IHS Markit announced the U.S flash manufacturing and services purchasing managers’ index (PMI) for January on Friday. Giving mixed signals, the economic data failed to stir an aggressive movement in the forex market.
Manufacturing activity in the U.S was reported to have slightly dropped in January. Manufacturing PMI came out at 51.7 in January versus a marginally higher 52.4 in December. Analysts were expecting the manufacturing activity to remain unchanged in January.
New Business Growth In Manufacturing Sector Remained Under Pressure In January
Staying above 50, the figure still suggested expansion in the U.S factory activity but the rate was accentuated as the weakest since October 2019. The report further highlighted that output climbed moderately in January but the growth in new business remained under pressure due to falling demand both from domestic as well as foreign clients. The manufacturing sector of the U.S also increased hiring in January but at a pace reported as the slowest in the past four months. IHS also announced price pressures to have begun fading away in the factory sector with the start of the new year.

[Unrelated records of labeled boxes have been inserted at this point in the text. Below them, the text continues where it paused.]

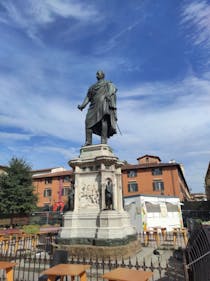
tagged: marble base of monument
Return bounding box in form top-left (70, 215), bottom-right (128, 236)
top-left (58, 144), bottom-right (137, 254)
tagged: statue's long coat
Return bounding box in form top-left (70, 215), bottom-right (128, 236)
top-left (85, 80), bottom-right (117, 138)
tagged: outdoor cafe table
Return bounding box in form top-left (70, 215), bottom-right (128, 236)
top-left (42, 264), bottom-right (90, 281)
top-left (0, 261), bottom-right (16, 281)
top-left (102, 267), bottom-right (153, 281)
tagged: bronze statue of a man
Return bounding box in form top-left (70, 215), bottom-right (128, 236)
top-left (78, 70), bottom-right (117, 145)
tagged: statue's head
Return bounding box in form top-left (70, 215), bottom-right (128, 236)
top-left (96, 70), bottom-right (105, 80)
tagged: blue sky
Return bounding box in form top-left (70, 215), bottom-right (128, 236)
top-left (0, 0), bottom-right (210, 192)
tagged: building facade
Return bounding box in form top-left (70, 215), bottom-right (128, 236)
top-left (205, 162), bottom-right (210, 200)
top-left (26, 155), bottom-right (191, 209)
top-left (122, 155), bottom-right (191, 201)
top-left (32, 168), bottom-right (72, 211)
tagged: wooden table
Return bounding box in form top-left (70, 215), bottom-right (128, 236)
top-left (102, 267), bottom-right (153, 281)
top-left (42, 264), bottom-right (90, 281)
top-left (0, 261), bottom-right (16, 281)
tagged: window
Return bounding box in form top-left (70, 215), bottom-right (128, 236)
top-left (128, 182), bottom-right (138, 192)
top-left (152, 168), bottom-right (162, 176)
top-left (61, 187), bottom-right (70, 196)
top-left (44, 188), bottom-right (52, 197)
top-left (45, 178), bottom-right (52, 184)
top-left (63, 176), bottom-right (70, 182)
top-left (153, 180), bottom-right (164, 191)
top-left (128, 170), bottom-right (137, 178)
top-left (166, 202), bottom-right (179, 212)
top-left (145, 202), bottom-right (160, 213)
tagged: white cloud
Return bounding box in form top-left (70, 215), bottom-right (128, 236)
top-left (0, 0), bottom-right (99, 42)
top-left (181, 1), bottom-right (210, 51)
top-left (0, 132), bottom-right (32, 140)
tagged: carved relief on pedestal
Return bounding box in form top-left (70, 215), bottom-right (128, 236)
top-left (79, 184), bottom-right (99, 207)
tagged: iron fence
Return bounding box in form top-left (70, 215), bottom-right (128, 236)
top-left (0, 232), bottom-right (187, 281)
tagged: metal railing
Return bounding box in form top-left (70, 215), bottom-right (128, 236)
top-left (0, 233), bottom-right (186, 281)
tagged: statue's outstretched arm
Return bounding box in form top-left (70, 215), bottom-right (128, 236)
top-left (77, 96), bottom-right (89, 111)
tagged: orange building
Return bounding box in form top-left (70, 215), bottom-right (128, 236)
top-left (30, 155), bottom-right (191, 207)
top-left (32, 168), bottom-right (72, 211)
top-left (122, 155), bottom-right (190, 201)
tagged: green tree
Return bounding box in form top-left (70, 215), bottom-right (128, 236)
top-left (0, 158), bottom-right (37, 215)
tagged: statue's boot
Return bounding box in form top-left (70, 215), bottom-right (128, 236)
top-left (85, 129), bottom-right (92, 145)
top-left (101, 118), bottom-right (108, 144)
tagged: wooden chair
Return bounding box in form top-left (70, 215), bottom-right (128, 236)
top-left (38, 250), bottom-right (68, 281)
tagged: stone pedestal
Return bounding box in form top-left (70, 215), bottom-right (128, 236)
top-left (59, 144), bottom-right (136, 246)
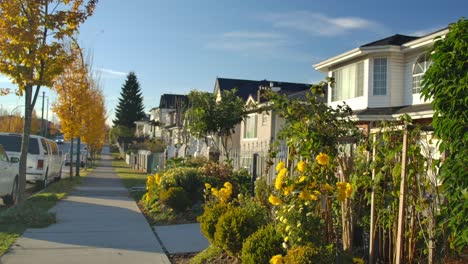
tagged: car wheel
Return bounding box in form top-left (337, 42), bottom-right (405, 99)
top-left (55, 167), bottom-right (62, 181)
top-left (39, 170), bottom-right (49, 189)
top-left (3, 177), bottom-right (19, 205)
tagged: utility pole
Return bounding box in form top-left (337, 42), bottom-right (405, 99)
top-left (44, 96), bottom-right (49, 137)
top-left (40, 92), bottom-right (45, 136)
top-left (395, 127), bottom-right (408, 264)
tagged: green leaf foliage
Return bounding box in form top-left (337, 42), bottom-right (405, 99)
top-left (113, 72), bottom-right (146, 128)
top-left (241, 224), bottom-right (284, 264)
top-left (421, 18), bottom-right (468, 251)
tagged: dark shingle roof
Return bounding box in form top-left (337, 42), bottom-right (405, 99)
top-left (217, 78), bottom-right (310, 101)
top-left (361, 34), bottom-right (419, 48)
top-left (353, 104), bottom-right (432, 116)
top-left (159, 94), bottom-right (188, 109)
top-left (288, 86), bottom-right (327, 103)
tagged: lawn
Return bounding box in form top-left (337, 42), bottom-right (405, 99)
top-left (0, 169), bottom-right (92, 256)
top-left (112, 159), bottom-right (148, 202)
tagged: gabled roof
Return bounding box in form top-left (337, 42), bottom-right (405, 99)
top-left (288, 88), bottom-right (328, 103)
top-left (353, 104), bottom-right (433, 117)
top-left (313, 25), bottom-right (448, 72)
top-left (361, 34), bottom-right (419, 48)
top-left (159, 94), bottom-right (188, 109)
top-left (217, 78), bottom-right (310, 101)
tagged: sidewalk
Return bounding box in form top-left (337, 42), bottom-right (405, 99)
top-left (0, 146), bottom-right (170, 264)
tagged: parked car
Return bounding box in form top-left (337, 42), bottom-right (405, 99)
top-left (55, 135), bottom-right (65, 144)
top-left (0, 145), bottom-right (19, 205)
top-left (0, 132), bottom-right (63, 188)
top-left (61, 142), bottom-right (90, 167)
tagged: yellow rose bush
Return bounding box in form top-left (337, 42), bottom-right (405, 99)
top-left (268, 156), bottom-right (352, 249)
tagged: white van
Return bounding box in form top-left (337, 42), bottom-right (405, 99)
top-left (0, 145), bottom-right (19, 205)
top-left (0, 132), bottom-right (63, 187)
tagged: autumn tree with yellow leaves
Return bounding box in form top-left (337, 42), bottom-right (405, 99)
top-left (52, 43), bottom-right (107, 174)
top-left (0, 0), bottom-right (97, 204)
top-left (0, 110), bottom-right (41, 134)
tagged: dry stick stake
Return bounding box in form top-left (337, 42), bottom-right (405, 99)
top-left (396, 129), bottom-right (408, 264)
top-left (369, 133), bottom-right (377, 264)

On the services front, PMI for January in the U.S was revealed at 53.2. The figure was capped at a lower 52.8 in December, following which, experts had forecast the U.S services sector to post the PMI at 52.9 in January. As per the report, the services sector expanded at the fastest pace in January in the past 10 months. Much like the manufacturing sector, however, growth in output at large wasn’t mirrored in the data for new orders. The sales data, however, suggested rising demand as compared to 2019’s second half.
Business Confidence Remained Below The Series Trend In The Services Sector
Friday’s economic data also hinted at a rising rate of hiring in the services sector in January. In terms of business expectations, optimism was cited as the best in the past seven months. Business confidence, on the other hand, failed to surpass the series trend. Lastly, input price inflation posted the fastest increase in its rate since July 2019. The U.S services sector was also reported to have increased output charges but at a moderate pace.
In wake of the U.S manufacturing PMI missing the experts’ expectations while the services sector beating the analysts’ estimate, the forex market didn’t respond considerably to Friday’s economic data with the EUR/USD currency pair having dropped from 1.1035 to 1.1020 towards the end of the week.